Boeing CEO, Dave Calhoun faces tough questions from U.S. Senate and family of victims

Dave Calhoun took questions about his salary, safety, whistleblowers and much more.
Boeing CEO Dave Calhoun Testifies In Senate Hearing
Boeing CEO Dave Calhoun Testifies In Senate Hearing / Andrew Harnik/GettyImages

Boeing has been in the headlines and the subject of memes across social media. Well, those jokes and conspiracies may have been confirmed during Dave Calhoun’s U.S. Senate hearing on Tuesday.

Calhoun faced a slew of questions about the organization he leads while facing numbers of protesting family members of those who’ve died in recent accidents. He was hit with questions about his pay, Boeing’s safety issues, whistleblowers, and why he’s yet to resign considering all the situations facing the airplane maker. There were even tough questions about whistleblowers and retaliation, specifically with Senator Blumenthal asking about how many have been fired.

“Senator, I don’t have that number on the tip of my tongue,” Calhoun said during the hearing. “But I know it happens.”
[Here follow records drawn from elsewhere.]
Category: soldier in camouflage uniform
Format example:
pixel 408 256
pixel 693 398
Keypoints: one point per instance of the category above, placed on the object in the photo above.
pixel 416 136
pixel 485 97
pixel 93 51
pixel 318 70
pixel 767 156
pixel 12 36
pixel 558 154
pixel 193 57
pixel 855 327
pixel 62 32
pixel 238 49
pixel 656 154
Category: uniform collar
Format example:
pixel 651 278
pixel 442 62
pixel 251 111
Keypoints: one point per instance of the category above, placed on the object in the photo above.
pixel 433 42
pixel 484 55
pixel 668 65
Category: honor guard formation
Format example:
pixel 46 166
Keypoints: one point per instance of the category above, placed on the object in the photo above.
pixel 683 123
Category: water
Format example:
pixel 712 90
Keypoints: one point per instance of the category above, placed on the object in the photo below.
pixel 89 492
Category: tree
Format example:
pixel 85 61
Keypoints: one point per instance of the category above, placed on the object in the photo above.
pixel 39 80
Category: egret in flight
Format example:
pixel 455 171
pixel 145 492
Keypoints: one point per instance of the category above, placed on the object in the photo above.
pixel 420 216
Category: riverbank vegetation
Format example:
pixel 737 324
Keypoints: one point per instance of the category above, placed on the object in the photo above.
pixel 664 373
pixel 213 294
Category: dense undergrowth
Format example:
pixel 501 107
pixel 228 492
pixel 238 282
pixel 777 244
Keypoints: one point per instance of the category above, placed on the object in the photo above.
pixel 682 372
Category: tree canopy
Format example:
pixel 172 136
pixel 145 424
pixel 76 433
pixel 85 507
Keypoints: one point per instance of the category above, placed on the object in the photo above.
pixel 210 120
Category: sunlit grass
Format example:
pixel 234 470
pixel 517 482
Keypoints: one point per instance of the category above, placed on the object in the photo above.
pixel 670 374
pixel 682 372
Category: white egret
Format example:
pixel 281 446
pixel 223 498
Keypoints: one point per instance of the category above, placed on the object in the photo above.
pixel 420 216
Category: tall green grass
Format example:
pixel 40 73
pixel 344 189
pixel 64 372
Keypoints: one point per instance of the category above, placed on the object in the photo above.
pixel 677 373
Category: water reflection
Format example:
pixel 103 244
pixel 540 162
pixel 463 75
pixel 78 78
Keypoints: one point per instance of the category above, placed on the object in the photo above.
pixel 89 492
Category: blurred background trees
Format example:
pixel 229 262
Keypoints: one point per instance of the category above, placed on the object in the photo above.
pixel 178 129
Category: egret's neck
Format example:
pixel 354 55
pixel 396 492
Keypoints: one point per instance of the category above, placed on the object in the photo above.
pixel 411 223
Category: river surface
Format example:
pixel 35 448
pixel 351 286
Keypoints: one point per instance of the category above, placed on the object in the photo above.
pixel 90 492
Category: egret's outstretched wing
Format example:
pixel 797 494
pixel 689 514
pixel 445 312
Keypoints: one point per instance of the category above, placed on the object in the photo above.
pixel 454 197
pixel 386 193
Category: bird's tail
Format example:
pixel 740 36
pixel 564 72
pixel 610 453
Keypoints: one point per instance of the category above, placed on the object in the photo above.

Senator Hawley directly questioned Calhoun about his pay and what he does at the organization, later blasting him for his large salary.
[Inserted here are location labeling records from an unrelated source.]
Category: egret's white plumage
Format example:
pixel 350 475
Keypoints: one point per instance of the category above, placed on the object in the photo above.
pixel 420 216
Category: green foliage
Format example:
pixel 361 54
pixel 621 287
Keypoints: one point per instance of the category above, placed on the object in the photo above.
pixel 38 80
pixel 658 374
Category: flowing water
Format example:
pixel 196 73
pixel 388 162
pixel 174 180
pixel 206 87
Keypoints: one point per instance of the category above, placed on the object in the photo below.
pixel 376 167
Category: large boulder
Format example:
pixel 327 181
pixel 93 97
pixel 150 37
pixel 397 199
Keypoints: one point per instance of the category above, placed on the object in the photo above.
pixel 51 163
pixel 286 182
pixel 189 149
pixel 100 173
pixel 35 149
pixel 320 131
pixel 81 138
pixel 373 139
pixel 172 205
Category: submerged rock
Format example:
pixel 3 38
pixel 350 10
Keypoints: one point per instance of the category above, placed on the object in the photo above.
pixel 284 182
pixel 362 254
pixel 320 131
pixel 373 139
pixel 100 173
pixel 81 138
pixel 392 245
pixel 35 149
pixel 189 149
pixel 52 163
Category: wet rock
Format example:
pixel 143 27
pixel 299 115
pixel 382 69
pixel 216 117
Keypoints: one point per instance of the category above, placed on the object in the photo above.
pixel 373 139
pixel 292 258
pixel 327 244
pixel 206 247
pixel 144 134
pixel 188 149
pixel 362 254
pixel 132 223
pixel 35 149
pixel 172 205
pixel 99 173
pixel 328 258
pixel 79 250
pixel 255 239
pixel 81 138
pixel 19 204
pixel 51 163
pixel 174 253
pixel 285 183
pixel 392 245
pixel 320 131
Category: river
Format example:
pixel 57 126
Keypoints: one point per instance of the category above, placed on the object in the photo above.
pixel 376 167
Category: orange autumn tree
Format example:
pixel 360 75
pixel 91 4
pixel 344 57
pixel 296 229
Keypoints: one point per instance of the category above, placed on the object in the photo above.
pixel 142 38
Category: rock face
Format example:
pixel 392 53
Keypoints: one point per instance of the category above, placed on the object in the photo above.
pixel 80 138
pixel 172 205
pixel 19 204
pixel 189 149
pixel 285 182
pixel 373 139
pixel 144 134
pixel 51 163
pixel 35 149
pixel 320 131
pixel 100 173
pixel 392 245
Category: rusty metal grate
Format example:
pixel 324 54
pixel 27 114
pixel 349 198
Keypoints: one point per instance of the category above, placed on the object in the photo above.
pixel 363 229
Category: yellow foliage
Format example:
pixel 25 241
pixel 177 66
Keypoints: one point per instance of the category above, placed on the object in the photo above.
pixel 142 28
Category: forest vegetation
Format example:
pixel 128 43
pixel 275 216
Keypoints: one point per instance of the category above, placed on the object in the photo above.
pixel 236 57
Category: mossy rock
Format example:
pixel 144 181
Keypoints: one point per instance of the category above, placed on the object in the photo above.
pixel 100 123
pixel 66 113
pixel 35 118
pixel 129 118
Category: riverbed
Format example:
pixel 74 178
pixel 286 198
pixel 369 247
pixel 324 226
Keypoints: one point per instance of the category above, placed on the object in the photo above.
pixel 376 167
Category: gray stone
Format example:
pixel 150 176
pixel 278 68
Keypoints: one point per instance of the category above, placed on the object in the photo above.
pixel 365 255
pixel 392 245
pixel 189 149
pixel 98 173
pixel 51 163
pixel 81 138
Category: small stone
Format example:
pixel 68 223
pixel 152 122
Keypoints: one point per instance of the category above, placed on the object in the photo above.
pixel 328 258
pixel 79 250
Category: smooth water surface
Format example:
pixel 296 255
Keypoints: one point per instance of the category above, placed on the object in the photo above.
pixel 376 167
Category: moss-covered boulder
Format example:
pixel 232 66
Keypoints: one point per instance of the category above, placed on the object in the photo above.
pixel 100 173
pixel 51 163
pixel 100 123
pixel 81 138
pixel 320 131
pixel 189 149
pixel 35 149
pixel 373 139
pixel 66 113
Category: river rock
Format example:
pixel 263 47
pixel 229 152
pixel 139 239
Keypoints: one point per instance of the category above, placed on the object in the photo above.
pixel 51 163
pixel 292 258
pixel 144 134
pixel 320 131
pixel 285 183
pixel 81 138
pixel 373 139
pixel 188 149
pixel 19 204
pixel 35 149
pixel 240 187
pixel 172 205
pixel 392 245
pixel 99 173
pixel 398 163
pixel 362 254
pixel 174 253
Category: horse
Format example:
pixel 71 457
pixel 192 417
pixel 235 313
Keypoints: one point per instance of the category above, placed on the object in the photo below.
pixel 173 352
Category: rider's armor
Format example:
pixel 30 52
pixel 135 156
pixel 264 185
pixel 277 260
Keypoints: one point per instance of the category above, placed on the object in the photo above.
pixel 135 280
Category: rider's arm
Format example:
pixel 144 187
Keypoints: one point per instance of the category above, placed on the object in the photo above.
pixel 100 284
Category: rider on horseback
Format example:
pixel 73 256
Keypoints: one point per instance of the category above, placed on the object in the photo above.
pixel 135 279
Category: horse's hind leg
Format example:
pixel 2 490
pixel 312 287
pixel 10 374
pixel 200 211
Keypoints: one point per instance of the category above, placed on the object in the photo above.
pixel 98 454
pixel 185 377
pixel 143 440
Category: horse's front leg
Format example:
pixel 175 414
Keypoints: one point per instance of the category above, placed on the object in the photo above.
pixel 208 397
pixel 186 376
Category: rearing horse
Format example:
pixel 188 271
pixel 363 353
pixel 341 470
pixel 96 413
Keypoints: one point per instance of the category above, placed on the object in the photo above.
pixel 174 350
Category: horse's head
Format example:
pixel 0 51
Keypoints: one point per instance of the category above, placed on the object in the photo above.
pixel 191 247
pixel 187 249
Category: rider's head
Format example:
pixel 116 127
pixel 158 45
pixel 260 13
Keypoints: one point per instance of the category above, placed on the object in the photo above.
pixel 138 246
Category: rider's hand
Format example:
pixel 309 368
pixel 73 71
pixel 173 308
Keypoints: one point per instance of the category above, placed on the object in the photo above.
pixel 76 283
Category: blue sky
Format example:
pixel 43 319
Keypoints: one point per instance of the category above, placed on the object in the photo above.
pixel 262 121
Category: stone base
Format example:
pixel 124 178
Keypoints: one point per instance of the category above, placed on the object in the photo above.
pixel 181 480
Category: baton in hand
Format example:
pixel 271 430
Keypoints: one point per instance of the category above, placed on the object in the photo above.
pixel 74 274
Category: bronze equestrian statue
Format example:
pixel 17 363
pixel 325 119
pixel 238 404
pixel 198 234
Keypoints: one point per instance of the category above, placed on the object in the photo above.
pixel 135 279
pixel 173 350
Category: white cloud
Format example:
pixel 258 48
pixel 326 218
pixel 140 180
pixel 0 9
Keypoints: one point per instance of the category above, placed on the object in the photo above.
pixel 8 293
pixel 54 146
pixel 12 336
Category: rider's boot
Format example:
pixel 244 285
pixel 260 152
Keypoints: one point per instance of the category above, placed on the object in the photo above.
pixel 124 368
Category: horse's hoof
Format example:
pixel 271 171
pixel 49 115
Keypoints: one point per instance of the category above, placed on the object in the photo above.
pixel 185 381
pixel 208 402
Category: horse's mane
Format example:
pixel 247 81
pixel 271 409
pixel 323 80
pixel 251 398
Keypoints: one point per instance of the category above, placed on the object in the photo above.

“If safety is a component of your 33 million compensation package, how can you qualify for any of this?” Hawley said. “I think the truth is, Mr. Calhoun, you’re not focused on safety, you’re not focused on quality, you’re not focused on transparency.”

While senators had the microphones to take shots at Calhoun, they weren’t the only people there that had something to say. He faced several family members of Boeing 737 Max victims and apologized for what they’ve suffered through.

“I would like to apologize on behalf of all of our Boeing associates spread throughout the world – past and present – for their losses.” Calhoun said.

Yet, his apology wasn’t accepted as one person responded, “you should be in jail.”

Boeing has been a major talking point around safety in the airline industry since two crashes in 2018 and 2019. The two incidents in Indonesia and Ethiopia killed a combined 346 people. On January 5, a mid-air blowout of a door plug on a 737 Max 9 plane caused even more negative press. This led to a criminal investigation from the U.S. Justice Department. Since then, there have been several instances of safety issues becoming public and deaths of whistleblowers being covered by mainstream media.

Safety in the airline industry remains a major talking point, not just for Boeing but for the entire industry.